One is compelled to wonder, in reading such statements, whether Leahy and his colleagues believe what they are saying to be true, or want the public to believe it to be true even as they know it to be false.

When the Bush administration initiated the Terrorist Surveillance Program, Congress was briefed on the program. The briefing was, of course, confined to the “gang of eight,” the leaders of both parties in both houses of Congress, and the ranking members of the intelligence committees of the two chambers, but this was done according to Congress’s own rules regarding highly sensitive information.

More than a dozen successive briefings were repeated at regular intervals over the following years. Though Congress did not formally approve or disapprove of the program in a vote, that would not be a normal procedure for a highly classified program. In the context of secrecy, Congress did give its “consent” to the TSP program in the normal meaning of that word.

What is more, a key detail that the Leahy report fails to note, but which eight Republican senators on the Committee include in their “minority views,” is that the FISA Court itself, in a 2002 ruling, pointed out that all courts that have decided the issue, have held “that the President did have inherent authority to conduct warrantless searches to obtain foreign intelligence information. . . . We take for granted that the President does have that authority and, assuming that is so, FISA could not encroach on the President’s constitutional power.”

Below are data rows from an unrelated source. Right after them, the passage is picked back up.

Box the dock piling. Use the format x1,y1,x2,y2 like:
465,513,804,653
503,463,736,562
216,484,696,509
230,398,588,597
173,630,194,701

The Democrats who are raising a hue and cry about illegal warrantless wiretapping are wrong on the merits, and if they have read their own report, including the minority views, they know they are wrong.

They are also, undoubtedly, wrong on the politics. Could it possibly be a winning theme to block one of the of intelligence community’s most critical efforts to connect the dots and avert a second September 11? The fact that the Senate yesterday voted by 60-36 to set aside Senator Leahy’s proposals, suggests that, in at least some quarters of the Democratic party, wisdom, or honesty, or perhaps mere electoral prudence, can still be found.